The global minimum tax, known as Pillar Two of the OECD’s Base Erosion and Profit Shifting (BEPS) project, introduces a 15% minimum effective tax rate for multinational enterprises (MNEs) with annual revenue exceeding 750 million euros. This threshold, a critical component of the Global Anti-Base Erosion (GloBE) rules, determines which companies fall under the purview of these new regulations. Understanding how this threshold is calculated and applied is crucial for businesses operating internationally.

The 750 million euro threshold is determined based on the consolidated revenue of the MNE group. This means that all revenue of companies consolidated within the group is considered, regardless of ownership percentages. Even revenue attributable to minority shareholders is included in the calculation. Excluded entities, while not directly subject to the GloBE rules, still have their revenue counted toward this 750 million euro threshold.

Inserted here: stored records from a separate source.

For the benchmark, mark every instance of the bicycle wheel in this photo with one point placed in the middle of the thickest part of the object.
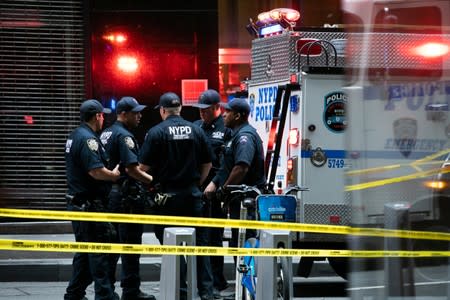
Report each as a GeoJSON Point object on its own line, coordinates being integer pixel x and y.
{"type": "Point", "coordinates": [249, 279]}
{"type": "Point", "coordinates": [284, 279]}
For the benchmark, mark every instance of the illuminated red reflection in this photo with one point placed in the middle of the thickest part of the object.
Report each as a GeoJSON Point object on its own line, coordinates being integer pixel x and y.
{"type": "Point", "coordinates": [127, 64]}
{"type": "Point", "coordinates": [432, 50]}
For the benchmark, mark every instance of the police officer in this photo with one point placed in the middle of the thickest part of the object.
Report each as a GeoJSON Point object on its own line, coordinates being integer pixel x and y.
{"type": "Point", "coordinates": [126, 194]}
{"type": "Point", "coordinates": [89, 182]}
{"type": "Point", "coordinates": [212, 124]}
{"type": "Point", "coordinates": [177, 154]}
{"type": "Point", "coordinates": [243, 161]}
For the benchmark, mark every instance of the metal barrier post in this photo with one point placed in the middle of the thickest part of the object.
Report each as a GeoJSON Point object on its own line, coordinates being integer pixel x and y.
{"type": "Point", "coordinates": [173, 265]}
{"type": "Point", "coordinates": [266, 267]}
{"type": "Point", "coordinates": [399, 274]}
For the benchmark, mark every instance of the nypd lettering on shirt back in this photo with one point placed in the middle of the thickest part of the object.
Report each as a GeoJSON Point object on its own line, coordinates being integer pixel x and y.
{"type": "Point", "coordinates": [180, 132]}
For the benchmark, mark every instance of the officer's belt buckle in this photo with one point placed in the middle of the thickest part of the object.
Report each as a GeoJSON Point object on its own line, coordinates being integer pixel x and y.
{"type": "Point", "coordinates": [161, 198]}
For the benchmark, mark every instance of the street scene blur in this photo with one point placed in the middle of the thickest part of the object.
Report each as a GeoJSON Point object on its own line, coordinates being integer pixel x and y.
{"type": "Point", "coordinates": [149, 129]}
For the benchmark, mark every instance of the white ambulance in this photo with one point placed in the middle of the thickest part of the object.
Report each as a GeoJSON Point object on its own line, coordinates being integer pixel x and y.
{"type": "Point", "coordinates": [366, 112]}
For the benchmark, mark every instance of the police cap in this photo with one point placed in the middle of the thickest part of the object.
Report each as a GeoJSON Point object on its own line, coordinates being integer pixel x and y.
{"type": "Point", "coordinates": [207, 98]}
{"type": "Point", "coordinates": [127, 104]}
{"type": "Point", "coordinates": [91, 107]}
{"type": "Point", "coordinates": [169, 99]}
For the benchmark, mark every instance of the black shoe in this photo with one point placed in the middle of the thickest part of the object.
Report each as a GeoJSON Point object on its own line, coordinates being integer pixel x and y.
{"type": "Point", "coordinates": [140, 296]}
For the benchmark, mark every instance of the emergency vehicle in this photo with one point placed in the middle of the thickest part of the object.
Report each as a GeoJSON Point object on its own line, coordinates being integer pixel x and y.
{"type": "Point", "coordinates": [339, 113]}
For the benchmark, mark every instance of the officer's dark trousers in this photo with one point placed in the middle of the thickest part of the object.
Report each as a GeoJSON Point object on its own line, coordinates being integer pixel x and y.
{"type": "Point", "coordinates": [188, 202]}
{"type": "Point", "coordinates": [129, 233]}
{"type": "Point", "coordinates": [216, 240]}
{"type": "Point", "coordinates": [235, 212]}
{"type": "Point", "coordinates": [88, 267]}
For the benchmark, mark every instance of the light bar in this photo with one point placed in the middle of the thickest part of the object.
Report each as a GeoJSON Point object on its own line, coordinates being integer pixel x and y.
{"type": "Point", "coordinates": [268, 30]}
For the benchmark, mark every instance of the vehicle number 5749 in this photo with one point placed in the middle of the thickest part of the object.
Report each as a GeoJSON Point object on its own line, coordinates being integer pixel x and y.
{"type": "Point", "coordinates": [335, 163]}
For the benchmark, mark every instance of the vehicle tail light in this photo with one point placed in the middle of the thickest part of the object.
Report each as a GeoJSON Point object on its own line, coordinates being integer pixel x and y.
{"type": "Point", "coordinates": [293, 137]}
{"type": "Point", "coordinates": [307, 47]}
{"type": "Point", "coordinates": [436, 184]}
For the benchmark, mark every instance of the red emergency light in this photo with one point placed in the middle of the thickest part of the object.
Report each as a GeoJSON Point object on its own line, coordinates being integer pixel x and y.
{"type": "Point", "coordinates": [127, 64]}
{"type": "Point", "coordinates": [278, 14]}
{"type": "Point", "coordinates": [116, 38]}
{"type": "Point", "coordinates": [432, 50]}
{"type": "Point", "coordinates": [293, 137]}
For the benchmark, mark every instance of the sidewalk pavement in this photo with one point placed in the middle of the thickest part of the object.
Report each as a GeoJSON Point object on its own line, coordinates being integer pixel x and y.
{"type": "Point", "coordinates": [54, 266]}
{"type": "Point", "coordinates": [37, 275]}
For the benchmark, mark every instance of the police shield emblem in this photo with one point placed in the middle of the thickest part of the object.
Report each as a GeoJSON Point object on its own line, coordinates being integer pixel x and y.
{"type": "Point", "coordinates": [405, 134]}
{"type": "Point", "coordinates": [129, 142]}
{"type": "Point", "coordinates": [92, 144]}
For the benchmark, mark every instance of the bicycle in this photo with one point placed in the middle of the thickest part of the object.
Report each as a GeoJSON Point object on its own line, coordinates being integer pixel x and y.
{"type": "Point", "coordinates": [268, 207]}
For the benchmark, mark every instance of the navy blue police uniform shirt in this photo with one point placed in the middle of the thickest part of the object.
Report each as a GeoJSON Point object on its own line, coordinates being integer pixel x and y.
{"type": "Point", "coordinates": [121, 146]}
{"type": "Point", "coordinates": [245, 146]}
{"type": "Point", "coordinates": [217, 134]}
{"type": "Point", "coordinates": [85, 152]}
{"type": "Point", "coordinates": [174, 149]}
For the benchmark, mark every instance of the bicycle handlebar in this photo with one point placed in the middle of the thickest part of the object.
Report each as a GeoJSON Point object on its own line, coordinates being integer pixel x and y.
{"type": "Point", "coordinates": [295, 188]}
{"type": "Point", "coordinates": [241, 189]}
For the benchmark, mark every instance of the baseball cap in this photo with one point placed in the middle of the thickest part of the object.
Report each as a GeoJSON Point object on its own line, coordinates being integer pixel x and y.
{"type": "Point", "coordinates": [207, 98]}
{"type": "Point", "coordinates": [169, 99]}
{"type": "Point", "coordinates": [91, 107]}
{"type": "Point", "coordinates": [239, 105]}
{"type": "Point", "coordinates": [128, 104]}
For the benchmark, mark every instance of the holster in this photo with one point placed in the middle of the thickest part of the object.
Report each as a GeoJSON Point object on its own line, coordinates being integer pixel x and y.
{"type": "Point", "coordinates": [76, 203]}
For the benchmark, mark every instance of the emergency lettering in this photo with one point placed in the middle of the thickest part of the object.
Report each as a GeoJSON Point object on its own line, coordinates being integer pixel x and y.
{"type": "Point", "coordinates": [417, 95]}
{"type": "Point", "coordinates": [416, 144]}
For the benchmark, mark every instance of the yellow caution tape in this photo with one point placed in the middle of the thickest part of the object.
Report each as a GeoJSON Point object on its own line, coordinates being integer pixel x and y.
{"type": "Point", "coordinates": [53, 246]}
{"type": "Point", "coordinates": [415, 165]}
{"type": "Point", "coordinates": [221, 223]}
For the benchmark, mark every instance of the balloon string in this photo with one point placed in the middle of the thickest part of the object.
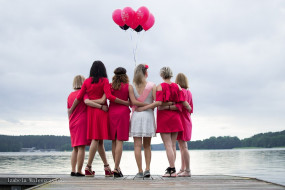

The OECD Model Rules stipulate adjustments to the 750 million euro threshold for fiscal years that are shorter or longer than 12 months. For example, a company with a six-month fiscal year and 300 million euros in consolidated revenue would have an adjusted revenue of 600 million euros for the purposes of the threshold calculation (12/6 * 300 million). This ensures a consistent application of the rules across varying fiscal year lengths.

While the threshold is expressed in euros, countries implementing the GloBE rules domestically may use their own currencies. The OECD recommends using the euro for consistency, but if a local currency is used, annual rebasing is advised. This involves adjusting the threshold in the local currency each year to reflect fluctuations in exchange rates. An MNE would then use the revenue threshold in effect at the start of its fiscal year. For instance, a company with a fiscal year ending March 31, 2023, in a country that rebases its currency on December 31st each year, would use the revenue threshold as of April 1, 2022. Consistency in currency conversion is also vital for MNEs, requiring a uniform method across all jurisdictions rather than a selective approach.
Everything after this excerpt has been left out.